Un años más viejo, que no más joven. Un año donde he aprendido, y sobre todo he desaprendido. He comenzado a caminar hacia atrás, buscando los escollos, las piedras con las que he caído. A todas les he puesto nombre, pues ya forman parte de mí. A todas, de alguna manera, las amo.

Un año más viejo, más barba pero todavía sin canas. No he madurado, ni soy más sabio que el diablo, sigo siendo un pobre diablo que no tiene donde ir, pues nadie le espera en ninguna parte. Así que me dejo llevar como una hoja movida por el viento.

Sigo escribiendo, es algo intrínseco, que cada vez siento más dentro. Me gusta. Busco mis musas en el dolor, a veces no aparecen pero bebo y todo es más fácil. Hace tiempo que no lloro en público, parece que mis lágrimas se han vuelto tímidas, desconfiadas. No quieren que nadie las vea.

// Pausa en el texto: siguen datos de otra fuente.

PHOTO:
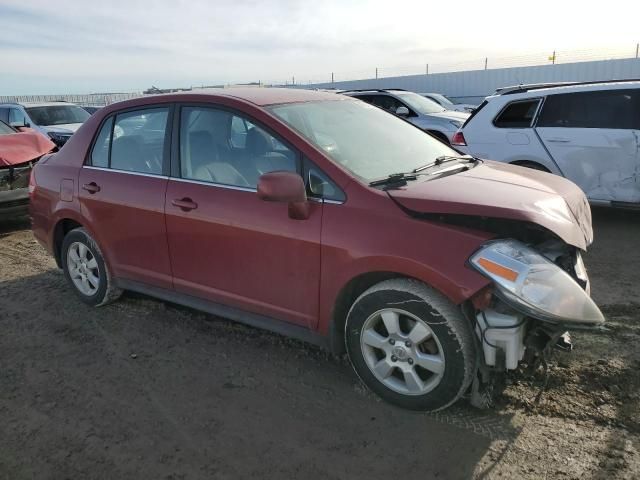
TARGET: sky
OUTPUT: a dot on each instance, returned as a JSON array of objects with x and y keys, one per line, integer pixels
[{"x": 85, "y": 46}]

Un año donde todo lo que vino, se fue. Un año más gato por las calles de Madrid, atrapado entre paredes que yo mismo creo, pero que fabrico sin puerta. Tengo una llave dentro esperando que alguien venga, y me indique la salida. Todo será más fácil.

Un día especial, donde me invade la nostalgia, y sin embargo siento calor por dentro. Amor. Sé que hay gente que me quiere, que me ama. Es raro describir esta sensación, la de saber que si al final te caes, siempre habrá manos que te levanten. Y yo soy de caerme muchas veces.


Así que permitirme, que en un día como éste, me llevéis entre todos en volandas, y al menos por hoy, no dejéis que me sumerja en el pozo que tengo siempre a mis pies. Gracias


Carlos Pelerowski

sábado, 7 de noviembre de 2015

Ojos que se cierran de madrugada.

Ahora que se me cierran los ojos, en ese breve momento entre la luz y la oscuridad, aparece el brillo de tu sonrisa. Es un simple destello, que quema mis retinas durante un instante que ojalá fuese eterno, porque sería nuestro.

He caminado intentando dejar atrás las huellas de un pasado donde tú apareces, y miro hacia delante, consciente de que al final serán borradas. Pero a veces por miedo a un camino nuevo, desando lo andado, vuelvo a pisar las hojas caídas, y arranco flores que aún no deberían ser soltadas. 

No se puede saber que se siente, si nunca te has despertado desnudo a su lado, acariciando su cuerpo a los pies de la Alhambra, o de tu casa, o en la falda de una montaña, o apoyado en tu falda. El contexto da igual, estás ahí y sabes que es un momento pluscuamperfecto. No hay momentos para la fotografía, los únicos negativos quedarán guardados dentro y no se irán, no se pueden quemar.

He caminado por senderos empapados en lágrimas, los bolsillos se habían desbordado, eran bolsillos de cientos, todos seguían avanzando y dejando ese lastre atrás. Estoy remando a contracorriente, despacio, pero sin pausa. Aunque aún no logro ver el mar, no tengo prisa.

Ahora que se me cierran los ojos,  tal vez sea como el oso, y decida hibernar durante un tiempo. No yo como tal, pero ya me entiendes. Llevo meses de letargo, agazapado, esperando. Ya no esperándote. Porque no vas a volver. Pero espero algo. Algo nuevo tal vez.


Buenas noches; como siempre, princesa.